I have had the good fortune of creating an international speaking career based on some of the foolishness I've seen over the years on every side of the PACS equation, and that includes ridiculous behavior on the part of vendors, IT types, and yes, even radiologists. As a crotchety, cantankerous, semi-retired curmudgeon, I can say with confidence that with most PACS problems, all parties have some degree of guilt. It is really bad when one side digs in its heels and declares: "it's not my problem!" But there is something even worse: MEETINGS!  Many folks out there, often but not exclusively IT types who have come up through the IT bureaucracy and not via Radiology, know of one and only one way to handle a situation: We need to have a MEETING! Thus time and resources are wasted trying to get the Important People in the same room at the same time so they can all explain why something isn't their fault, and agree on the time of the next meeting. Yes, I know that's how things are done, but in my experience, it's more how things don't get done. My very favorite example comes from my early days of dabbling in PACS, now over 20 years ago.

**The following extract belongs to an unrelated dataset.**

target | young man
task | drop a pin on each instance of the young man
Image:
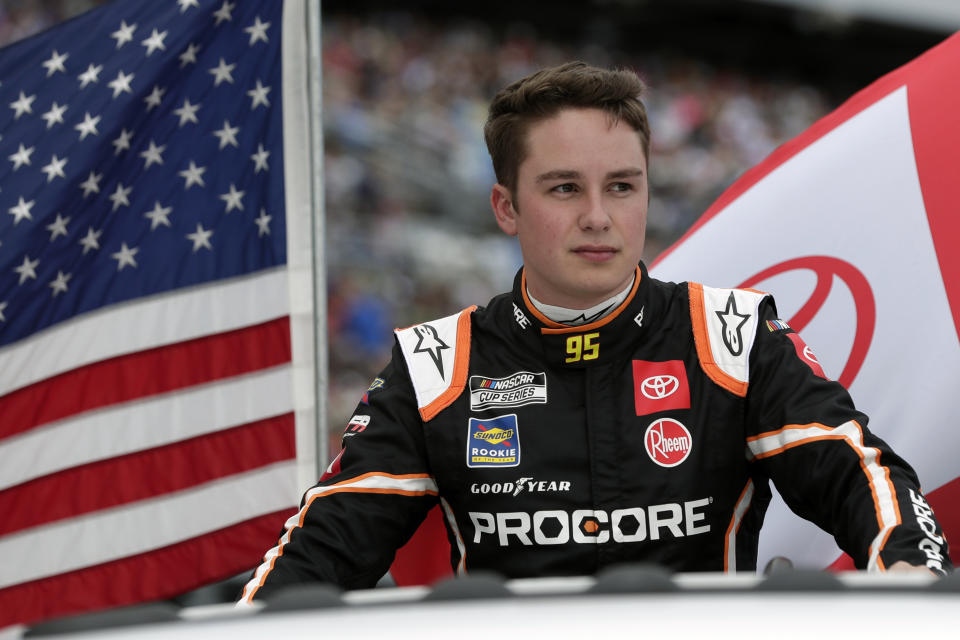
(594, 415)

I was sitting beside the one and only PACS administrator, a good friend of mine, while an IT person was droning on and on about how thus and so wouldn't work, how it couldn't possibly work, and how they should all meet again in a month to discuss why it was a bad idea. My friend whispered in my ear, "I did it and it works just fine!"

No doubt I've stepped on a few toes with this little rant. I mean no disrespect, and I dearly value the friendships I have made throughout the years among IT folks and vendors alike. But I have very little tolerance for things that get in the way of patient care. A failing PACS is right up there. Let's not add squabbling and finger-pointing to my sh*t list.

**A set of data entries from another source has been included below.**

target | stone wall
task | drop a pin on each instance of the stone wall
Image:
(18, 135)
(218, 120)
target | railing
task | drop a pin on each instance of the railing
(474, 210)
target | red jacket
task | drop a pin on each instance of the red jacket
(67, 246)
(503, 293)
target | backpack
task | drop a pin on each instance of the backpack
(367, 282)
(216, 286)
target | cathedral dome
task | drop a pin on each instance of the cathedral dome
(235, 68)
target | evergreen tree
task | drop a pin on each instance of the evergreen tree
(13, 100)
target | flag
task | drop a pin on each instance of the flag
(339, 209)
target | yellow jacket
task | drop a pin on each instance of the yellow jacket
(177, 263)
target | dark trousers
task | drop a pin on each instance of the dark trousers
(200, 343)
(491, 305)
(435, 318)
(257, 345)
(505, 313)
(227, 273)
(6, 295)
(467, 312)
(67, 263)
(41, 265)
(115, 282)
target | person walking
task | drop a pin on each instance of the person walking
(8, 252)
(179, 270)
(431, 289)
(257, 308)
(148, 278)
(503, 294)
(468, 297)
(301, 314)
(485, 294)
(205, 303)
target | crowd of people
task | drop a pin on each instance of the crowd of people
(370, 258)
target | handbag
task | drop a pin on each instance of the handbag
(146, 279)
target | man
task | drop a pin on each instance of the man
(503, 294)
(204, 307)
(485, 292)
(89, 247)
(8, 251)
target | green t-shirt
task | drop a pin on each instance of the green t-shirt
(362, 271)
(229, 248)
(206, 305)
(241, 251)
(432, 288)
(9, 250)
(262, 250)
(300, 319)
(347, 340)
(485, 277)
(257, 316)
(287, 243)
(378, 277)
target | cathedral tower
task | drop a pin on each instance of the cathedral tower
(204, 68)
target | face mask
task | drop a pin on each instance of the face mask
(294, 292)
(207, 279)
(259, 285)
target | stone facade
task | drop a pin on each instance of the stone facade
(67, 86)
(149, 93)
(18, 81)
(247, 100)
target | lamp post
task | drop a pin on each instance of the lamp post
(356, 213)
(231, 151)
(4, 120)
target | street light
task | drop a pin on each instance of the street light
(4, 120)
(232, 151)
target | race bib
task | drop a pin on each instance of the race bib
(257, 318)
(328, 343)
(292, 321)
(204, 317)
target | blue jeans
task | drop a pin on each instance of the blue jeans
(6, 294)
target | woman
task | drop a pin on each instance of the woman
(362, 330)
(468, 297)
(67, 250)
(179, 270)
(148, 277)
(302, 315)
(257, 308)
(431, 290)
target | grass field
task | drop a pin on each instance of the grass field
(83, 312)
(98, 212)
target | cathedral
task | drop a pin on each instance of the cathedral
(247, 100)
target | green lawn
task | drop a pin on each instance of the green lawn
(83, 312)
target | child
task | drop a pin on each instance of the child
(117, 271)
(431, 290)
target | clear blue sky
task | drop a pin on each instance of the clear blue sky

Besides, if I should disappear tomorrow, you all might have to deal with some of my former partners (now my bosses) instead, such as the fellow for whom Dalai's Twelfth Law was written:

At least I speak the IT language. Which might not be all that appreciated in the end.


sb said...

I don't know if this might be useful but we have had a similar problem with outages with our PACS (from a four letter vendor from the land of good chocolate). The fault was traced back to a corrupt ARP table on the T5120 PACS Database Server. This table links the MAC addresses to the host names of the various devices that the DB communicates to. We stil lhaven't found the root cuase of this.

This is on a background of very poor performance since we went live in November 2011. We operate over a city-wide network and despite a huge amount of work remain seriously constrained in RIS and PACS performance. Fingers have been pointed at network, servers, desktop policies, etc, etc. Their answer is of course to poor more money into upgrades... One of my colleagues hascoined the slogan "Complexity without virute" which perfectly describes the architecture we are forced to endure.

Anonymous said...

From the vendor....

"With our servers, the network team did insist on teaming the NIC cards. Initially this caused ARP poisoning. We saw in the database ARP table that the MAC addresses for the servers would "flip" back and forth.

To overcome this, we statically assigned the MAC addresses in the DB ARP table. We did think that this stil might be an issue and we have asked and are going to ask again to unteam the NIC cards for testing purposes.

You could share that information with that "unnamed" site ... maybe that can help them."

Iceman said...

So sorry that you continue to struggle with a half-assed PACS! It's been years now! Just crazy. Hang in there.